In the Bible, a solemn assembly is a gathering of the people of Israel for a sacred feast, festival, or holy occasion. A solemn assembly included a ritual of purification or observing a state of holiness in which all the people of the community were commanded to do no work. The solemn assembly is also called a “sacred assembly” and a “solemn meeting.”
One Hebrew word translated “solemn assembly” means “a day of restraint”—primarily from work. Another Hebrew term rendered “solemn assembly” denotes a unique, appointed time set apart for the keeping of festivals. On these special worship occasions, the whole community gathered together for either a feast or a fast day.

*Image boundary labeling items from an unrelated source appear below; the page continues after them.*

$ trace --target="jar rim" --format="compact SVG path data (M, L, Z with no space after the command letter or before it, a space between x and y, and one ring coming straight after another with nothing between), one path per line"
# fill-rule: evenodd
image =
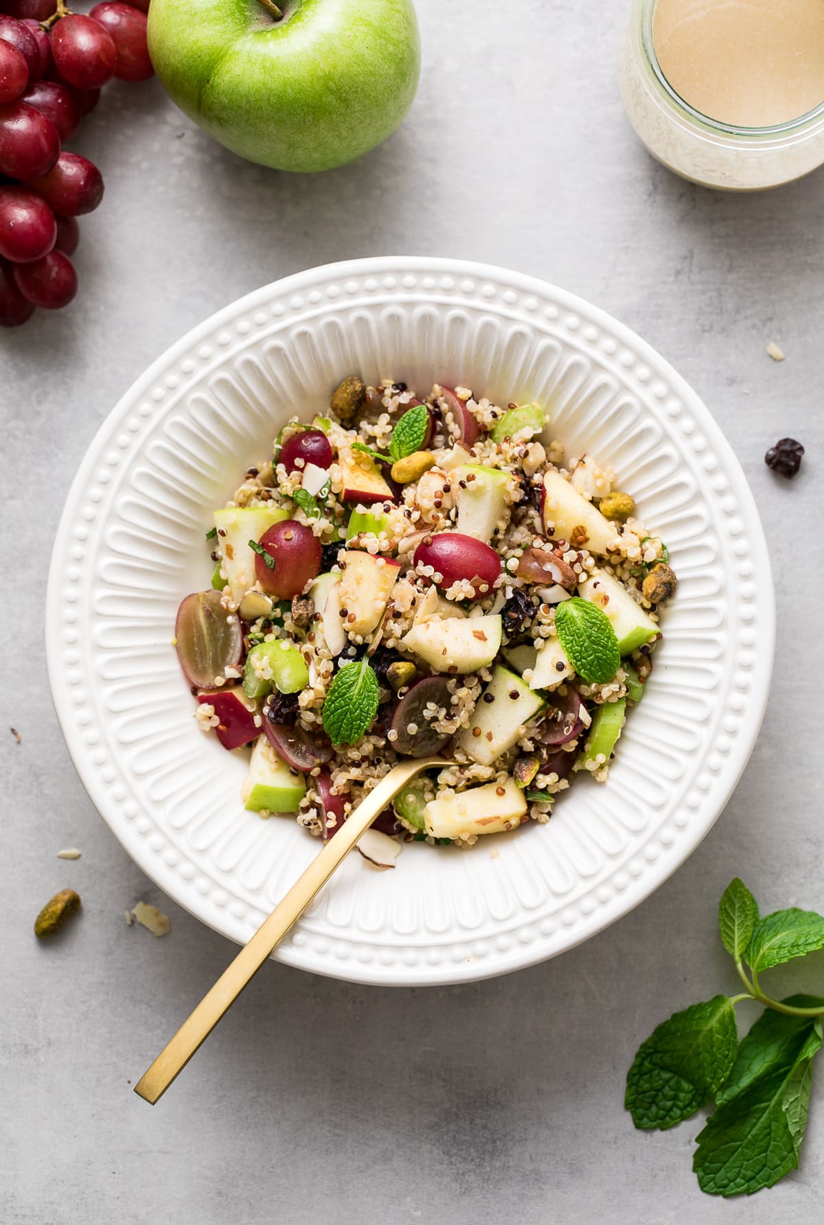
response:
M819 102L817 107L812 110L806 111L803 115L798 115L796 119L787 119L782 124L771 124L760 127L747 127L741 124L727 124L720 119L714 119L711 115L705 115L703 110L693 107L692 103L687 102L682 94L678 93L676 88L670 83L667 76L661 67L657 53L655 50L655 42L652 39L652 20L655 17L655 10L658 0L640 0L640 36L641 36L641 48L644 50L644 56L652 70L652 74L676 105L684 111L695 123L701 124L704 127L709 127L712 131L722 136L738 136L738 137L766 137L774 138L776 136L787 135L798 131L798 129L806 127L808 124L814 123L818 119L824 119L824 99Z

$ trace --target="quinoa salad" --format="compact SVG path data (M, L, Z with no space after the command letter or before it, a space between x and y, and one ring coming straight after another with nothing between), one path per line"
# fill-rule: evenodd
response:
M197 725L251 747L246 809L324 839L430 755L455 764L374 824L395 844L547 822L580 775L606 782L644 696L665 544L538 404L351 375L318 407L213 512L211 587L174 637Z

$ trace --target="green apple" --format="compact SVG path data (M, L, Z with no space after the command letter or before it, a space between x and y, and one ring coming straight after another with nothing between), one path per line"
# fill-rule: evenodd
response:
M421 71L411 0L152 0L148 49L181 110L278 170L368 153L403 119Z

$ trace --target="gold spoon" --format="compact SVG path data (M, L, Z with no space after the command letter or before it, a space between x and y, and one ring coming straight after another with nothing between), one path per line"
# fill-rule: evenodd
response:
M443 757L422 757L399 762L381 778L363 804L358 805L348 820L329 839L305 872L298 877L248 944L223 970L215 986L206 992L195 1011L184 1020L174 1038L167 1042L151 1067L135 1085L135 1093L153 1106L169 1088L179 1072L217 1025L224 1012L234 1003L243 989L255 976L272 949L280 944L287 931L307 909L318 891L326 883L337 865L352 850L358 838L369 828L375 817L402 791L410 779L423 769L452 766Z

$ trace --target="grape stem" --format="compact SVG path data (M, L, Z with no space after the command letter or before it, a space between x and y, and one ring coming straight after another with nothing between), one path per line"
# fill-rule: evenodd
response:
M45 21L40 22L40 29L44 29L48 34L54 23L60 21L61 17L71 17L71 9L67 4L65 4L65 0L58 0L58 7L50 17L47 17Z

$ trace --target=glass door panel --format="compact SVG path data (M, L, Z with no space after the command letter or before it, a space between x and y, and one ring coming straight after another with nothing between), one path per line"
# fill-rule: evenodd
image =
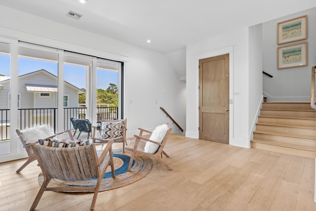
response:
M64 56L64 129L74 128L70 118L85 119L88 118L87 78L90 67L90 60L86 56L65 52Z
M121 64L98 59L97 62L97 121L120 118L118 108Z
M19 47L18 127L20 129L47 125L53 131L57 131L58 56L47 49Z
M0 42L0 155L10 154L10 44Z

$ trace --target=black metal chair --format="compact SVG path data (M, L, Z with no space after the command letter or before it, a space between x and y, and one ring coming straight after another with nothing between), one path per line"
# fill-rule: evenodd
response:
M74 136L75 136L76 132L77 132L78 129L78 125L77 125L77 123L76 122L76 120L77 119L74 118L73 117L70 118L70 122L71 122L71 123L73 124L73 126L74 127Z
M90 134L91 132L91 124L89 120L79 120L78 119L76 119L75 121L77 126L78 127L78 130L79 131L79 135L77 137L77 139L79 138L79 136L81 132L87 132L88 136L87 138L90 137ZM75 135L75 134L74 134Z

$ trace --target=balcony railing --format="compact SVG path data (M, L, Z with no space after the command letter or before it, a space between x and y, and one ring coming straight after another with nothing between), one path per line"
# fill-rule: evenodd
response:
M98 107L97 121L102 119L118 119L118 107ZM64 108L64 129L73 129L70 118L85 119L86 107ZM10 139L10 109L0 109L0 140ZM30 108L18 109L18 126L16 128L23 130L40 125L47 125L52 130L57 132L57 109Z

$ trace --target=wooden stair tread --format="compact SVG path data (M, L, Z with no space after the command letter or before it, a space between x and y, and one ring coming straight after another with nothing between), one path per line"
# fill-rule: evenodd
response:
M300 145L298 144L292 144L285 143L276 143L274 141L258 140L255 139L252 139L250 141L252 142L270 144L270 145L275 145L275 146L289 147L289 148L291 148L294 149L301 149L304 150L315 152L315 147Z
M260 110L265 111L310 111L315 112L315 110L311 108L311 109L278 109L278 108L262 108Z
M283 118L283 119L293 119L295 120L315 120L315 118L312 117L288 117L282 116L270 116L270 115L259 115L258 117L267 117L269 118Z
M316 127L315 126L301 126L295 125L282 125L274 123L257 123L256 125L264 125L264 126L278 126L288 127L296 127L296 128L304 128L307 129L315 129Z
M311 140L315 140L315 136L311 136L311 135L295 135L294 134L289 134L289 133L283 133L278 132L270 132L268 131L263 131L263 130L255 130L253 131L254 133L262 133L262 134L267 134L270 135L279 135L282 136L287 136L287 137L293 137L295 138L305 138L307 139L311 139Z

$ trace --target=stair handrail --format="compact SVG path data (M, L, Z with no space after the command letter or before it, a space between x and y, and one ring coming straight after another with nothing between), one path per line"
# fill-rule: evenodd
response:
M316 66L312 67L312 83L311 85L311 107L316 109L315 103L315 68Z
M270 78L273 78L273 76L272 76L272 75L271 75L269 74L269 73L266 73L265 71L262 71L262 73L263 73L263 74L265 74L265 75L266 75L266 76L269 76L269 77L270 77Z
M167 117L169 117L170 118L170 120L171 120L171 121L172 121L172 123L173 123L173 124L174 124L175 125L177 126L177 127L179 128L179 129L181 130L181 132L183 132L183 129L182 129L182 128L181 128L181 127L180 127L180 126L179 125L179 124L178 124L178 123L177 123L177 122L173 119L173 118L172 118L171 117L171 116L170 116L170 115L169 114L168 114L168 112L167 112L165 110L164 110L164 109L162 107L160 107L160 109L162 110L162 111L163 112L164 112L164 113L167 115Z

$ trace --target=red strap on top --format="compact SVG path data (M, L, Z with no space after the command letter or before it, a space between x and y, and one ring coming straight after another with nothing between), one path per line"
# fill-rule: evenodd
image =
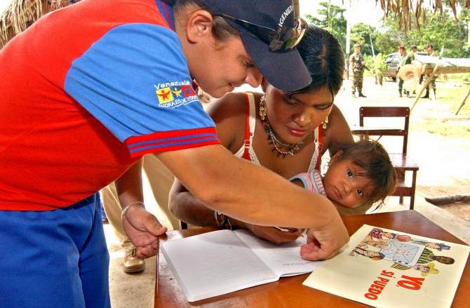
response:
M246 121L245 121L245 151L241 156L242 159L251 161L250 157L250 100L248 94L245 94L246 98Z
M318 126L318 156L316 157L316 162L315 163L315 169L320 171L321 168L321 152L323 152L323 145L321 142L321 134L323 133L323 128L321 124Z

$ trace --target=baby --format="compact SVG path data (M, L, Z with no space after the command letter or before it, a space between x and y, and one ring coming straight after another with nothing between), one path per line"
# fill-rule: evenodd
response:
M397 179L387 151L377 141L368 140L340 147L323 178L314 170L290 181L325 196L341 215L351 215L357 213L350 209L361 207L365 213L375 202L383 203L395 191Z

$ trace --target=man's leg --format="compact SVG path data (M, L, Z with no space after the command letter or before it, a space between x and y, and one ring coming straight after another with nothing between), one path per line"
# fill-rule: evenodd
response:
M82 281L81 256L90 230L99 232L100 210L93 195L63 209L0 211L0 306L5 307L109 307L107 251L87 267L94 281ZM98 204L97 204L98 203ZM102 227L101 229L102 232ZM95 236L96 237L96 236ZM104 235L102 235L104 241ZM101 241L98 239L98 241ZM102 246L105 245L105 246ZM103 251L103 247L105 250ZM106 253L103 255L103 252ZM95 294L88 301L88 288Z

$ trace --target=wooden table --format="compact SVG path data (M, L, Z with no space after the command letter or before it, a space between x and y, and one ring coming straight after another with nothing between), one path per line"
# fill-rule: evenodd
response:
M363 224L368 224L464 244L464 242L414 210L349 216L344 217L344 221L349 234L354 233ZM168 232L167 237L162 237L161 241L187 237L212 230L213 229L201 228L173 231ZM157 254L156 262L155 307L340 307L344 308L368 307L364 304L302 286L302 283L307 279L308 274L281 278L278 281L189 303L161 252ZM467 260L452 307L470 307L469 290L470 290L470 260Z

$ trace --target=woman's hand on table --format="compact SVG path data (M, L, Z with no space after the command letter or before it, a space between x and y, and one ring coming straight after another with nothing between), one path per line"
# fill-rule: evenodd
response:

Solemn assemblies played a role in Israel’s annual feasts and festivals. As part of the observance of Passover, on the seventh day of the Festival of Unleavened Bread, God called for a solemn assembly: “For six days eat unleavened bread and on the seventh day hold an assembly to the LORD your God and do no work” (Deuteronomy 16:8). On the eighth day of the Feast of Booths (or Feast of Tabernacles), Israel was to hold a solemn assembly: “For seven days present food offerings to the LORD, and on the eighth day hold a sacred assembly and present a food offering to the LORD. It is the closing special assembly; do no regular work” (Leviticus 23:36).
The dedication of Solomon’s temple lasted seven days and closed with a solemn assembly on the eighth day, which was then followed by the Feast of Tabernacles: “On the eighth day they held an assembly, for they had celebrated the dedication of the altar for seven days and the festival for seven days more” (2 Chronicles 7:9).
An unusual solemn assembly took place during King Jehu’s reign in Israel. Jehu devised a scheme to purge the land of Baal worship by ordering a solemn assembly of all the priests of Baal. After cunningly luring them into their own temple, Jehu had the entire assembly slaughtered, and then he burned and destroyed the temple of Baal (2 Kings 10:18–28).
During times of crisis, the people of Israel gathered in solemn assembly for special days of fasting. When a devastating plague of locusts brought drought and famine to Israel, the prophet Joel called the people to a solemn assembly: “Declare a holy fast; call a sacred assembly. Summon the elders and all who live in the land to the house of the LORD your God, and cry out to the LORD” (Joel 1:14; cf. 2:15).
The prophets sometimes criticized and condemned the people’s solemn assemblies because their gatherings were merely hypocritical religious shows: “Stop bringing meaningless offerings! Your incense is detestable to me. New Moons, Sabbaths and convocations—I cannot bear your worthless assemblies. Your New Moon feasts and your appointed festivals I hate with all my being. They have become a burden to me; I am weary of bearing them” (Isaiah 1:13–14). The Lord despises outward rituals that serve only to hide inward rebellion. In their everyday lives, the people of Israel were failing to act justly. They weren’t living up to the Lord’s standard of righteousness, yet, with their solemn assemblies, the Israelites were continuing a public charade of piety. God saw right through the religious hypocrisy and would have none of it: “I hate, I despise your religious festivals; your assemblies are a stench to me” (Amos 5:21).
Today, some Protestant churches periodically hold meetings they call "solemn assemblies"; their purpose is usually to pray and hear the Word during a time of corporate soul-searching and self-examination. Typically, the congregation comes together during a solemn assembly for repentance, confession of sin, and fasting.